I made a quick run to the local Market for supplies with the trailer an unloaded condition, I could not really tell it was back there.
Tomorrow, I'll load a pile of camping gear into the trailer, force the "Navigator" into her position and we'll begin our "road tests".

Thursday, January 16, 2014

"Hitch'in a ride"

Been contemplating the trailer hitch fabrication for the sidecar rig for the past few weeks. I had lots of different scenarios going through my head. Initially thought I would build a hitch that comes off the back of the bike. But that would take a lot of welding fabrication and $$$$ that I wasn't prepared to spend. Plus I may not like the trailer towing scenario and didn't want to have a huge investment in the deal.
After inquiring about other trailer attachments to other sidecars I decided to mount to the sidecar frame, rather than the bike. A very simple solution came together.
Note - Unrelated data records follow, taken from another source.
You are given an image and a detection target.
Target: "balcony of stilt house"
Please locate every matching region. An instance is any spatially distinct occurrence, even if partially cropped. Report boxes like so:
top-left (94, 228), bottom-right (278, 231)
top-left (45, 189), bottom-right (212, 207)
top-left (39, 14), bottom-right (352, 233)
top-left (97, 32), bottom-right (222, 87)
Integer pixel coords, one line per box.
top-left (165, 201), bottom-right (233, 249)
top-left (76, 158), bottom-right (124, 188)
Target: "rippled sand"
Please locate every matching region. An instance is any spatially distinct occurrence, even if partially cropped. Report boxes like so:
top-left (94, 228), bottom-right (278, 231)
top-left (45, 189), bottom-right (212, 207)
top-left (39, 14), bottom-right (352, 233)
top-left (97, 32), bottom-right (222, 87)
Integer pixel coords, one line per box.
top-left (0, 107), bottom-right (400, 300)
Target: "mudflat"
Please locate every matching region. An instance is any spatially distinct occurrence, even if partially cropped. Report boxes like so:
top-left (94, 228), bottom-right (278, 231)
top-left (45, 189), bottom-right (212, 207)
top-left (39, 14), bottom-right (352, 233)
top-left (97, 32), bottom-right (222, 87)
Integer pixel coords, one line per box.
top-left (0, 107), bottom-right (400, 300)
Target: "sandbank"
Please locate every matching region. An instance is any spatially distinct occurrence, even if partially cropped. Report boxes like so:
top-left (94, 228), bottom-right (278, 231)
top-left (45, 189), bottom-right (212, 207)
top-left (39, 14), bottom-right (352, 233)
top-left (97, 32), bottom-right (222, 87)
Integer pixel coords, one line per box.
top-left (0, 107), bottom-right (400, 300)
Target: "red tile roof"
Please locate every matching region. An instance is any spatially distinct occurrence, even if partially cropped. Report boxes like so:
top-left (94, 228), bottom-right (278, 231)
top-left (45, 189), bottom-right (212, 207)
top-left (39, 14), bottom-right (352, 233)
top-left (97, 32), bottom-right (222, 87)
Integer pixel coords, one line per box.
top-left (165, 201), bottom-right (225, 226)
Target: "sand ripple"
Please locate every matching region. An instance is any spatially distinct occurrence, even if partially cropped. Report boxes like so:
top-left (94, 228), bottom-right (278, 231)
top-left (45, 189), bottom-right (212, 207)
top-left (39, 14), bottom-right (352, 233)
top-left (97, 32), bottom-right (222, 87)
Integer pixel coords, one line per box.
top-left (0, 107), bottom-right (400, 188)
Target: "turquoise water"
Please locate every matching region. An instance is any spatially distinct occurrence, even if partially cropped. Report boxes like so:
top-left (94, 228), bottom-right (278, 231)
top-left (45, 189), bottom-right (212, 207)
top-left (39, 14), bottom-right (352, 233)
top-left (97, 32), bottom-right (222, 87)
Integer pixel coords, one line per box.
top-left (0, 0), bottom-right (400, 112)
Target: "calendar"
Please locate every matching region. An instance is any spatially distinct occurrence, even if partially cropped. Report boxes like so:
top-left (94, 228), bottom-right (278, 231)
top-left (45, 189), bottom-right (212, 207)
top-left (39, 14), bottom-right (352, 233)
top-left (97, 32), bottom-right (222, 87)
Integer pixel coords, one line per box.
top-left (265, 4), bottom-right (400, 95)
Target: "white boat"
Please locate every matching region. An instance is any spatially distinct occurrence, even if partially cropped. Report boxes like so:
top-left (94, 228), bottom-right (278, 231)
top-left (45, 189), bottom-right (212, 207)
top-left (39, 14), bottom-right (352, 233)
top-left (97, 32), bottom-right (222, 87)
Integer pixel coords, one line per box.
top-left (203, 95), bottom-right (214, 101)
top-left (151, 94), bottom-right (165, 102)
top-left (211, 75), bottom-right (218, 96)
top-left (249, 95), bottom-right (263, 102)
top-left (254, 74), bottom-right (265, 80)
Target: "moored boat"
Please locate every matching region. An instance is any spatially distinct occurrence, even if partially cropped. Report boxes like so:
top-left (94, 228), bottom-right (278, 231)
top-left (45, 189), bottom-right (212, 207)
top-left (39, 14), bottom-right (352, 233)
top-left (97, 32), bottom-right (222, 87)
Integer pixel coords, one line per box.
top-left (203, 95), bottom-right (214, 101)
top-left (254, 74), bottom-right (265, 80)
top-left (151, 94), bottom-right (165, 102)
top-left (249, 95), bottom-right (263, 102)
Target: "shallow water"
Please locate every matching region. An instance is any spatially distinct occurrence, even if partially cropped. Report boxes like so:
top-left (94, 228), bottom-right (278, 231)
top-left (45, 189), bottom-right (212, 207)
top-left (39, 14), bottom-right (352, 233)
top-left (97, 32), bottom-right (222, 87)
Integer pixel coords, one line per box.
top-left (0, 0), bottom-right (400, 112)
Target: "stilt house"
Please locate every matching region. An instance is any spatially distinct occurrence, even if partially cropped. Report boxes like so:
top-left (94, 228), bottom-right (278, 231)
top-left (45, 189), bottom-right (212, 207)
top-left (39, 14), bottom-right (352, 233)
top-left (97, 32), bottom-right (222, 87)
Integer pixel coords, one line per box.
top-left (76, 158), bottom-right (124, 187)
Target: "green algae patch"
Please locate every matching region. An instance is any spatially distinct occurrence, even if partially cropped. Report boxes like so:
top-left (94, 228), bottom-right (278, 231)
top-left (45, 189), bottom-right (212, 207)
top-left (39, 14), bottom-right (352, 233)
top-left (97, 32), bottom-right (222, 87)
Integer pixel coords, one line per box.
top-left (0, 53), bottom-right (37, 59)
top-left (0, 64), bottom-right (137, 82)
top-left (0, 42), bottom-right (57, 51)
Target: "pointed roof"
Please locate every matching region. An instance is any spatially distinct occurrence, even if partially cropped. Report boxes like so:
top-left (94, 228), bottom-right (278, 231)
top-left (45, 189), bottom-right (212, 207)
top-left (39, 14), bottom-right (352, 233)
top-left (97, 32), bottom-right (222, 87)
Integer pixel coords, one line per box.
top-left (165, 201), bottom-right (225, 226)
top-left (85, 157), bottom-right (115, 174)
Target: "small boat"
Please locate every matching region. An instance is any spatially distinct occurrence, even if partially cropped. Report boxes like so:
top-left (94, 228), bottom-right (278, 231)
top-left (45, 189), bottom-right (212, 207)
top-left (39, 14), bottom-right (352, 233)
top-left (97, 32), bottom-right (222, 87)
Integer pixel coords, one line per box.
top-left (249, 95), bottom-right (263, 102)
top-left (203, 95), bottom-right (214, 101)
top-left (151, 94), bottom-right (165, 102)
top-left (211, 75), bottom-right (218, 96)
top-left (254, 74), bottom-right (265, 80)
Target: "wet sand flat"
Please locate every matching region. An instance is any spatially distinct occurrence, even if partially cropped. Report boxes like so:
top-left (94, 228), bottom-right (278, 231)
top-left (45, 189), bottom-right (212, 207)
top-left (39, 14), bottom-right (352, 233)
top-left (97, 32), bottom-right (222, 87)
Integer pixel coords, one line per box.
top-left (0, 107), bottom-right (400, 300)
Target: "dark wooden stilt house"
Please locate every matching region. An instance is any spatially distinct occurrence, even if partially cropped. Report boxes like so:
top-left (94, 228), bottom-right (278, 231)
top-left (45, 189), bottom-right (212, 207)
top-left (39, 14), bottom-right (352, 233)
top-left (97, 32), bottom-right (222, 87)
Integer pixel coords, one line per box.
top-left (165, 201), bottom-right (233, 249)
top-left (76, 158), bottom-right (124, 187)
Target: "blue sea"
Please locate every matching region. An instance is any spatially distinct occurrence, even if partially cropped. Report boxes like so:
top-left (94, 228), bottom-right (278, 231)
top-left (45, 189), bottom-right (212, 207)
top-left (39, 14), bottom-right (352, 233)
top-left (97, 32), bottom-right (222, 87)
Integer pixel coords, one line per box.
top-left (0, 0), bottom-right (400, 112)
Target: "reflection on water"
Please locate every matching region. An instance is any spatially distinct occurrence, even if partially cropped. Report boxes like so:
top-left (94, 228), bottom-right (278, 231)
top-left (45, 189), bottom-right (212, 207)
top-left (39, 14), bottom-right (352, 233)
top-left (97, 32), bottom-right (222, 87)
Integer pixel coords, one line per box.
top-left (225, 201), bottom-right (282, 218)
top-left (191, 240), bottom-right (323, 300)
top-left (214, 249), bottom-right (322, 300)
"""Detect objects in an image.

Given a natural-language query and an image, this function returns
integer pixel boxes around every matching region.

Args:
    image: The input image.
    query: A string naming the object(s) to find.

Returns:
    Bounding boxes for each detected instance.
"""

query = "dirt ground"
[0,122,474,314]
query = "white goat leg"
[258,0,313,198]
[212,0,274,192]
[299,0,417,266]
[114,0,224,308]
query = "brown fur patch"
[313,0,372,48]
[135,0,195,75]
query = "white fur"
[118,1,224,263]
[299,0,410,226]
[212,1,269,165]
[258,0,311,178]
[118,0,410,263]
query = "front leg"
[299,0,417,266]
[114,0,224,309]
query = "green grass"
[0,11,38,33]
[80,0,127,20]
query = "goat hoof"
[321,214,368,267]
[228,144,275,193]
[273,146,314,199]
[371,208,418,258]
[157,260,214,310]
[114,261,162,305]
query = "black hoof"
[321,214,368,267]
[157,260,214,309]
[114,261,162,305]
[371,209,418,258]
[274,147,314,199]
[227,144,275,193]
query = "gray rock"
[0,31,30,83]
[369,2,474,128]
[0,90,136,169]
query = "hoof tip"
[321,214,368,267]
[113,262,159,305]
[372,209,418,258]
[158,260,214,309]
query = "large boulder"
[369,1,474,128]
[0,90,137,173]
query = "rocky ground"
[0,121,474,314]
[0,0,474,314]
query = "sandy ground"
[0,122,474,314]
I ended up running a 5' section of heavy 1.5" tubing from the front frame through the rear frame, extending out enough for turning clearance. The receiver hitch plugged right into it after filing down the internal weld seam.

The front attachment was done by drilling through the tubing, placing metal spacers inside the tubing, (to prevent compression of the tubing) and using a u-bolt to attach it.
The rear was done similarly, except no drilling of the tubing (which would create a weak spot). I used a 3/8" thick steel plate and simply attached to the frame with u-bolts.
The strength of the tubing should be sufficient. I cannot deflect the tubing  when standing on it with my 160 lbs. I think the weak spot is likely the u-bolts as they are an "off the shelf" variety from the hardware store. I'll need to find some stronger "grade 8" u-bolts.
I utilized all 5' of the tubing piece I bought. I might be able to shorten the tubing at the receiver end, which will decrease the leverage on the attachment point. Right now I'll leave it at the length it is for the "road tests".
The current length also allows plenty of clearance for tight turns, shortening it much may allow the  attached cooler to hit the sidecar in a tight parking lot turn.

I ran the rig around the block a couple times and couldn't feel any real difference in handling with the empty trailer attached.The trailer tongue has a spare tire mounted to it under the cooler. I'll probably remove the tire and leave it off to lower the tongue weight.
I'll tackle the light wiring tomorrow. The trailer has a lot of additional lights wired to it. I'll disconnect all but the required lights.
 Then I'll load the trailer with camping gear, have my "navigator"  hop in and we'll run some miles around the area to see how it handles.
I have reservations mounting the hitch away from the tug wheel as it will effect braking and cornering to some extent. The road tests will tell. Hopefully the over taxed airhead can handle this addition. The whole point of this is to take some of the load off the bikes' frame.

 Decided it was time to retire the old period "Marzocchi" shocks I've had on the bike for the past couple years. Their "damping" action is getting pretty tired with the heavy sidecar use. I could rebuild them but am not into shock rebuilding. The shocks below are low mile EBay specimens that are in good condition. I looked for some original 1974 "shrouded" stock shocks but functional ones are hard to come by. The shocks below are for a R100/7 and should work fine on the sidecar rig. 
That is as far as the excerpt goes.